Volume Graphics CT-analysis software now branded under Hexagon following merger
April 8, 2025

Volume Graphics GmbH, Heidelberg, Germany, has announced the release of version 2025.1 of its suite of CT analysis software, including a new VGTRAINER application. The application is intended to enable manufacturers to utilise the latest developments in automation and deep learning to design, develop and inspect high-quality products faster without requiring expertise in AI.
In parallel with the 2025.1 release, Volume Graphics will now complete its merger with Hexagon, a change five years in the making. Operating under Hexagon’s VG software, the logo and product icons will be refreshed, though the product names – VGSTUDIO MAX, VGSTUDIO, VGMETROLOGY, VGinLINE, and myVGL – will remain. All VG software works to provide clear, reliable insights across all data sources, from CT scans to optical and tactile measurements.
FutureVG software releases intend to increasingly integrate data processing capabilities for other NDT-source data to support customers across Hexagon’s Manufacturing Intelligence division, offering broader end-to-end digital solutions for quality inspection and advanced product development to support the future of non-destructive evaluation (NDE).
“This complete integration of VG software into Hexagon’s metrology software portfolio gives engineers and inspection personnel the ability to use computed tomography (CT) to see deeply and non-destructively into their materials – and then benefit from additional product-development tools that support further quality insights and assessment,” says Dr Daniela Handl, General Manager, VG, Hexagon Manufacturing Intelligence.

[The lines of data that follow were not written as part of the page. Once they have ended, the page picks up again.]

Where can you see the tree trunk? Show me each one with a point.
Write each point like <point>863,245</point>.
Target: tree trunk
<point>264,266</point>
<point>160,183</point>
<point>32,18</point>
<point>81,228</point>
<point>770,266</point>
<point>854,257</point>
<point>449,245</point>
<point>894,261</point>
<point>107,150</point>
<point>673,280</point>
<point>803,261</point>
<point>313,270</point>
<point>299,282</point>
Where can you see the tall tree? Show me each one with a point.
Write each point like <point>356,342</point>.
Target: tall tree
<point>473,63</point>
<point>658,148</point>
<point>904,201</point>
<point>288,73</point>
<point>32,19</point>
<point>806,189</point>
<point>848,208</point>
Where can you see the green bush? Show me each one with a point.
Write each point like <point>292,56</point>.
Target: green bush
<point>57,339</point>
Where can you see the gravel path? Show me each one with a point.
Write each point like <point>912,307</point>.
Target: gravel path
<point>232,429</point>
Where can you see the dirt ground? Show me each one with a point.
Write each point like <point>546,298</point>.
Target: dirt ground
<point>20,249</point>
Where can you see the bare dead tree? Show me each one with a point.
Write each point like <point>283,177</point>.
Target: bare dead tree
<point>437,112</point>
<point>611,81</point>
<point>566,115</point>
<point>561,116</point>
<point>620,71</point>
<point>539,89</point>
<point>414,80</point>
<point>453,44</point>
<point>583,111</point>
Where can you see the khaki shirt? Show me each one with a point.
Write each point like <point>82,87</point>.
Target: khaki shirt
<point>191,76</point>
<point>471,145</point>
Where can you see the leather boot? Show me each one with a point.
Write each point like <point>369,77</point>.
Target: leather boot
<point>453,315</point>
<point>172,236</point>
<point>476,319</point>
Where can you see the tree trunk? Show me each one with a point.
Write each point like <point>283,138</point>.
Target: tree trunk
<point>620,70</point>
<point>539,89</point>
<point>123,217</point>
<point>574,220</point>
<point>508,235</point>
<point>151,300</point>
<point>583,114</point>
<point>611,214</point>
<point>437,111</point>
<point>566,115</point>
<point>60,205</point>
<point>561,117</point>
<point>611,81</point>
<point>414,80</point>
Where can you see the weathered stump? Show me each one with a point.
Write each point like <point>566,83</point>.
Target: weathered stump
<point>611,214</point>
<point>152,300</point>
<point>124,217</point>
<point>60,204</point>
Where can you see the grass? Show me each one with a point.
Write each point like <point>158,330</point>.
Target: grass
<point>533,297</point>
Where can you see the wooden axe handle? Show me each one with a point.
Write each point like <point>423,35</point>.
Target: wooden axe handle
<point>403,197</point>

“The inclusion of Volume Graphics’ legacy capabilities into the Hexagon eco-system delivers a complete suite of product-development capabilities,” continued Handl. “These span design, simulation, testing, material selection, manufacturing-design planning, production, and inspection, through the complete value chain to end-of-life assessments of final product performance.”
VGSTUDIO MAX 2025.1
Hexagon’s VGSTUDIO MAX 2025.1 is called its first step towards training a model. To accurately label and prepare the training data sets, this application can be used to set up ideal segmentation scenarios, labelling only the most important inclusions or regions of interest.
VGTRAINER also offers AI-assisted segmentation models whereby – using a number (exact amount depending on application/data set complexity) of pre-segmented and labelled training data sets – the software produces a machine-learning model that can be imported into VGSTUDIO MAX for subsequent use in accurately segmenting complex or noisy data sets quickly and accurately. This is said to be ideal for cases in which there are hundreds of parts to inspect, or in- and at-line quality assurance scenarios
The software also features non-expert model training. Using this capability, once a set of labelled data has been prepared by experts, other customer-based engineers can import the training data into VGTRAINE R and generate a model automatically, without in-depth AI or machine learning experience, thus increasing accuracy over time and continuously improving quality inspection models
In addition to these is a reported increase in the speed of R&D and in-line inspection. Hexagon illustrated this through the experience of the independent manufacturing laboratory ELEMCA, Ramonville-Saint-Agne, France.
ELEMCA fed eight ideally segmented datasets of four materials (carbon, aluminium, glue and porosity) into Hexagon’s VGTRAINER to ‘learn’ the skills needed to generate a segmentation model. The manual segmentation – particularly of carbon vs glue – is time-consuming as the grey values of both components are very similar.
With ten datasets, VGTRAINER was able to create a machine-learning model that accurately segments these materials into two separate ROIs, allowing for the subsequent standard porosity detection within VGSTUDIO MAX. This full workflow (VGTRAINER model creation—AI-segmentation in VGSM + standard porosity detection) enabled ELEMCA to reduce the time needed from one hour to ten minutes.
“We anticipate that the time savings of more than 80% that AI is delivering will help us improve customer satisfaction across a broader range of industries as we leverage our evolving capabilities,” says Julien Uzanu, NDT Expert, ELEMCA.
In addition to VGTRAINER, version 2025.1 provides users with other enhanced features such as automatic beam hardening, object-specific views, and 3D reporting.
Hexagon customer Dr Peter Mikitisin, founder and owner of accredited materials testing laboratory iWP, added, “Hexagon’s VGTRAINER offers enhanced AI and machine learning capabilities that enable users to custom-train inspection models of proprietary parts, leading to much faster final inspection processes. There is an up-front time investment in labelling quality data sets and training models to spot failure modes, but that automation step radically saves manufacturers time on the production line.
“The AI approach quickly and automatically finds designated Regions of Interest (ROIs), segments them correctly, and visualises results. If normal manual inspection analysis takes one or two minutes, for example, a VG analysis of ROIs will take just three or four seconds. That is a major advancement for concurrently producing and inspecting parts on the production line in real-time.”